Successive monarchs have added onto William the Conqueror’s fortress, and the Tower served many purposes in its over 900 years of existence – royal residence, zoo, royal mint, records office, repository for the crown jewels, and the purpose for which it is best known – as a state prison and place of execution.

Although the Tower of London was used as a prison since at least 1100, the first recorded prisoner being Bishop Ranulf Flambard, the Tower’s sinister reputation as a prison for important state prisoners is most closely associated with the Tudor period.  (Flambard was also the first prisoner to escape from the Tower, using a rope that had been smuggled into the Tower in a butt of wine).  Likewise, although the elevated piece of land northwest of the Tower, known as Tower Hill, was used as an execution site since at least 1381, when Simon Sudbury, Archbishop of Canterbury, was beheaded by an angry mob, it was only in Tudor times that executions of important state prisoners began taking place within the Tower walls.  With the exception of William, Lord Hastings, who was accused of treason by Richard, Duke of Gloucester (later Richard III) and taken out of a council meeting to be beheaded on a block of timber, all of the beheadings on Tower Green took place in Tudor times.  The unfortunates who perished on Tower Green were:  Queen Anne Boleyn (1536); Margaret Pole, Countess of Salisbury, the last of the Plantagenets (1541); Queen Katherine Howard (1542); Jane Boleyn, Viscountess Rochford (1542), all during the reign of Henry VIII; Lady Jane Grey, the Nine Days Queen (1554), during the reign of Mary I; and Robert Devereux, end Earl of Essex (1601), during the reign of Elizabeth I.

As will be seen, the executions on Tower Green account for many of the Tower’s hauntings.

The First Ghost

The first reported sighting of a ghost at the Tower was that of St. Thomas a Beckett.  On St. George’s Day 1240, when construction of the Inner Curtain Wall was nearly complete, a great storm resulted in the destruction of the wall.  A year later, again on St. George’s Day, another storm destroyed the nearly completed wall.  A priest claimed to have seen the ghost of St. Thomas, who was Constable of the Tower in 1162, striking the wall with a crucifix.  St. Thomas was allegedly unhappy that the expansion of the Tower was not for the common good but “for the injury and prejudice of the Londoners, my brethren”.  Henry III, who was king at the time, being aware that his grandfather, Henry II was (at least indirectly) responsible for St. Thomas’s death, named an oratory at the Tower after St. Thomas.  That must have satisfied him, because the third time was the charm in the building of the Inner Curtain Wall – to this day it remains standing.

The Princes in the Tower

The Bloody Tower (originally called the Garden Tower), which was built at the same time as the Inner Curtain Wall, was allegedly the scene of one of the most notorious crimes in British history – the murder of the Princes in the Tower.

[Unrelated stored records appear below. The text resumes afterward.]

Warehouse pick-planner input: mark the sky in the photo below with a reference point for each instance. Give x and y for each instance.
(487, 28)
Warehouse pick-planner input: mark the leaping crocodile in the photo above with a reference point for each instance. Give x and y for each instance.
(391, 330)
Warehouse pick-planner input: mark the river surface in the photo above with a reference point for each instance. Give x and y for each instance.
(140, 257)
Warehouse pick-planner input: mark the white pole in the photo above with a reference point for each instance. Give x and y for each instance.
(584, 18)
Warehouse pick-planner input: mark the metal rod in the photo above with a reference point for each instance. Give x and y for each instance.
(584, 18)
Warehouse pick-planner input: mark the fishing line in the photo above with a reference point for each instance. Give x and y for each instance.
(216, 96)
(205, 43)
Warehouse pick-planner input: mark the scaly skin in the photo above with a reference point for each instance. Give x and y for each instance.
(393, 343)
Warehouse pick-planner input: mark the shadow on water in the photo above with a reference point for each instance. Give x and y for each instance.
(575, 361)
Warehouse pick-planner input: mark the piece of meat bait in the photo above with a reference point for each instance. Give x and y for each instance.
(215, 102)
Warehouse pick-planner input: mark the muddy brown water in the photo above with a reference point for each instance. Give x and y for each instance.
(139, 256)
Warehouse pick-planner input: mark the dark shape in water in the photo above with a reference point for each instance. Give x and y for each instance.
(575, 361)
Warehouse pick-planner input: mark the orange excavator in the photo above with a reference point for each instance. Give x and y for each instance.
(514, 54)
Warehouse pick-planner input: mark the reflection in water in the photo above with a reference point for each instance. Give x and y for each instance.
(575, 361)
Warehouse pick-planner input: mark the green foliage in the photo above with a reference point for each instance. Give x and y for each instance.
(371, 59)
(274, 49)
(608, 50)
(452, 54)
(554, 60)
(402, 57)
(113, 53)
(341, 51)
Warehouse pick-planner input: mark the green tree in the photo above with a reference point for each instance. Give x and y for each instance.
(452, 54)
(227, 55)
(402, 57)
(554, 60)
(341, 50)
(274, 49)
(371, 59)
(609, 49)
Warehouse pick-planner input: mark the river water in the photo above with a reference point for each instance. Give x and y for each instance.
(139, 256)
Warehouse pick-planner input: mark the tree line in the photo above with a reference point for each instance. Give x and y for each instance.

King Edward V, who became king at the age of 12 in 1483 after the sudden death of his father, Edward IV, was taken to the Tower by his uncle, Richard, Duke of Gloucester (the future Richard III), supposedly to prepare for his coronation.  He was later joined there by his 9-year old brother, Richard, Duke of York.  In the early summer of 1483 the boys were seen playing in the grounds of the Tower, but by late summer of 1483 they had dropped out of sight, and by late 1483 rumors were circulating that they had been murdered.

The fate of the princes of the identity of their killer (if they were murdered) is not the subject of this article.  However, in 1674, during renovations to the White Tower, workmen found a box containing 2 small skeletons buried under the staircase leading to the Chapel of St. John the Evangelist.  Believing them to be the skeletons of the princes, Charles II ordered the bones to be placed in an urn and buried in the North Aisle of the Chapel of Henry VII in Westminster Abbey.  Sightings of the princes did not end with their deaths, however.  Their ghosts were seen as early as the late-15th C., when guards passing a stairway in the Bloody Tower noticed the shadows of 2 small figures gliding down the stairs.  Since then, the trembling figures of 2 small boys have been seen wandering the Bloody Tower, wearing white nightgowns and clutching each other in fear.  When the witness, moved to pity by the trembling apparitions, reaches out to comfort the 2 small figures, they back up slowly towards the wall before disappearing.

Sir Walter Raleigh

The boys are joined in the Bloody Tower by the ghost of Sir Walter Raleigh, who was imprisoned there for 13 years during the reign of James I before being beheaded at Whitehall on October 29, 1618.

Sir Walter has been seen wandering around the Bloody Tower, which is furnished as it would have been in his day.  Sir Walter lived in relative comfort at the Tower of London.  In fact, the second floor was added for the comfort of him and his family.  He lived there with his wife, Elizabeth Throckmorton and their 2 sons, Walter and Carew.  In fact, Carew was born in the Bloody Tower in 1605.

Sir Walter had the freedom to wander the Tower of London at will, and he continues to do so after death.  In addition to wandering around the Bloody Tower, looking exactly as he does in the portrait hanging there, Raleigh’s ghost has been seen on the ramparts known as Raleigh’s Walk, where he exercised during his imprisonment; the Byward Tower, the Queen’s House and the building known as Seven Tower Green, now used as a lodging for Yeoman Warders and their families.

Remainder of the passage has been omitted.